Single-cell chromatin accessibility sequencing (scCAS) technologies are flourishing at an unprecedented pace, enabling the interrogation of gene regulation, cell heterogeneity and disease mechanisms. Nonetheless, the intrinsic challenges posed by the high dimensionality, intense sparsity, and nearly binary nature of scCAS data, present formidable obstacles in the realm of data analysis.

What motivated us to develop CASTLE

Recent innovations in computational methods have provided valuable opportunities for capturing low-dimensional embeddings of scCAS data. However, currently employed methods generally bear many shortcomings when modeling and characterizing scCAS data. First, in the variational autoencoder (VAE) models, the Gaussian assumption somewhat disagrees with the discrete nature and the inherent sparsity of scCAS data. On the one hand, the latent space of VAEs gradually approximates the prior distribution, encouraging the cell embeddings gathering near the mean of the latent space and potentially leading to cell crowding. On the other hand, there are many non-Gaussian characteristics in the latent space of a standard VAE model trained on a scCAS dataset, such as multimodality, unexpected skewness and kurtosis. Second, the latent embeddings of existing methods are typically continuous and may not have direct biological implications, making it challenging to quantitatively gain insights into the cell heterogeneity, cell-state transitions, and regulatory mechanisms. Third, recent development of various cell atlases has been making more and more scCAS data available. The valuable information in large-scale existing data is helpful to tackle the high level of noise and technical variations of scCAS data, which suggests the demand for new methods of effectively incorporating massive public scCAS data as reference.

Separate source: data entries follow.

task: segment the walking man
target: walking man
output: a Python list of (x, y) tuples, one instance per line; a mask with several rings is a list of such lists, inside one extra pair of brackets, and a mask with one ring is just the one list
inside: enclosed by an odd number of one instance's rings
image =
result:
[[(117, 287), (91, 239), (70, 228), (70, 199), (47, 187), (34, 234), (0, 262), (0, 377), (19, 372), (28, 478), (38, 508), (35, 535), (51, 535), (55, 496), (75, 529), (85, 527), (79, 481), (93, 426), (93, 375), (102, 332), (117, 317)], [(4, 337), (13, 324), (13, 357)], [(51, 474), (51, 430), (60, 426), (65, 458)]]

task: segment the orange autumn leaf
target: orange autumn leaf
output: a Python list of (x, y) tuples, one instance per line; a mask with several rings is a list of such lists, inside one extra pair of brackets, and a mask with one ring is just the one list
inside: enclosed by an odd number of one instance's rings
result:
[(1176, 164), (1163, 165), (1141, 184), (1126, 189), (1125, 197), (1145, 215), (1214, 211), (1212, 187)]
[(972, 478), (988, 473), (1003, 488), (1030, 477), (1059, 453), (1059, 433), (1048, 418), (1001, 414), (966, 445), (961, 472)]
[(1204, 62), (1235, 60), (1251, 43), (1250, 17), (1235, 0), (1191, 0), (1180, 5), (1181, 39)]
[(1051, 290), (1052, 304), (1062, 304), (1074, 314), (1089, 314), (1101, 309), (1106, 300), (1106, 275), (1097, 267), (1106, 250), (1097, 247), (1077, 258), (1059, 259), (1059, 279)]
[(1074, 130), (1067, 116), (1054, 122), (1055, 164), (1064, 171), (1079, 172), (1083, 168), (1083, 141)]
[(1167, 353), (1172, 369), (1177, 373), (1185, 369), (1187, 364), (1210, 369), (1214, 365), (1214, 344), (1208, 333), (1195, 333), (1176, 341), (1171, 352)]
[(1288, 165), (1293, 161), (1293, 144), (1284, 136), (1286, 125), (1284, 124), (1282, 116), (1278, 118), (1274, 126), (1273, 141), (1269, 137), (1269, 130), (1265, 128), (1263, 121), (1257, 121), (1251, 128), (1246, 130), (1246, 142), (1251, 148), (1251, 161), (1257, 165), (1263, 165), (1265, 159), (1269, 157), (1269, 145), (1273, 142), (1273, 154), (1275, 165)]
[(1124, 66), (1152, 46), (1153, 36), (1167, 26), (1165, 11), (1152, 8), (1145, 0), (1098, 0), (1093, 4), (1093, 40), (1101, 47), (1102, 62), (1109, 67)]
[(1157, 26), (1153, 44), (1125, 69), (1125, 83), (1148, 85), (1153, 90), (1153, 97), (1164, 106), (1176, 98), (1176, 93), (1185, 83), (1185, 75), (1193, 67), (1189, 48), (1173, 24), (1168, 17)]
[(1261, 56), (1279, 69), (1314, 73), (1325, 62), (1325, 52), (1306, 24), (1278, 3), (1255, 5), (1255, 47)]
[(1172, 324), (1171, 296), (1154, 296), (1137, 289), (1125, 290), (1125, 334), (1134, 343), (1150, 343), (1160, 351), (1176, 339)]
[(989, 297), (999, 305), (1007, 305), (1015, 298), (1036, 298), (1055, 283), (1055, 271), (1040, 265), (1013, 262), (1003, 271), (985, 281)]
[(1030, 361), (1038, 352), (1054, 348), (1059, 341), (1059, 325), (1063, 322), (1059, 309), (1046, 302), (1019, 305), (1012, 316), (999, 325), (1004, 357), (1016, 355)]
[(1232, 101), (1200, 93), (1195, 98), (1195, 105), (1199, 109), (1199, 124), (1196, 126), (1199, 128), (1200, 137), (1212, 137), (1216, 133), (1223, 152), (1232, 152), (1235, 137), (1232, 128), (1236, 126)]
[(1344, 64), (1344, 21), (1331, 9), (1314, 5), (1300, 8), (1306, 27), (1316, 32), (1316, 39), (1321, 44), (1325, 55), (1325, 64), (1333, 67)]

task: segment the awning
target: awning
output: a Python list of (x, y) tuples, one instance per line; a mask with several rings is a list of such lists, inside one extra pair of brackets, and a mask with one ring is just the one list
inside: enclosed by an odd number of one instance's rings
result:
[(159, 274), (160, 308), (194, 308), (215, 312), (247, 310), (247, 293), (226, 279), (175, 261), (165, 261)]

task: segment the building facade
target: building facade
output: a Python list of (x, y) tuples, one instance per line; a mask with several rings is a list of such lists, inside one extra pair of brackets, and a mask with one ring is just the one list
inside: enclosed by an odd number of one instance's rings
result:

To address these challenges, we develop CASTLE (single-cell Chromatin Accessibility Sequencing data analysis via discreTe Latent Embedding), based on the framework of Vector Quantized Variational AutoEncoder (VQ-VAE)^1,2, to interpretably extract discrete latent embeddings and quantitatively generate the cell-type-specific feature spectrum for scCAS data. Moreover, the performance of CASTLE can be further improved by leveraging public unlabeled or labeled reference data via weakly-supervised or supervised manner, respectively.

The framework of CASTLE

CASTLE takes the processed cell-by-region matrix as input (Fig. 1a). As illustrated in Fig. 1b, CASTLE is composed of three key modules: an encoder, a decoder and a vector quantization module including a discrete embedding space called “codebook”, which can be also learned during the training process. Unlike conventional autoencoder and VAE networks, CASTLE generates the latent quantized feature of a cell by replacing its candidate embeddings from the encoder with the nearest element in the codebook. In other words, the final latent embedding of a cell is composed of vectors in the codebook, which can be considered as a discrete prior distribution that partitions the latent space into independent subspaces. We expected that cells of the same type are mapped into the same code in the codebook, and cells of different types are dispersed into different codes. We further applied split quantization³ to the part of vector quantization to improve the utilization of elements in the codebook. The encoder module is responsible for transforming the input data into the candidate embeddings, whereas the decoder module reconstructs the input data from the quantized features.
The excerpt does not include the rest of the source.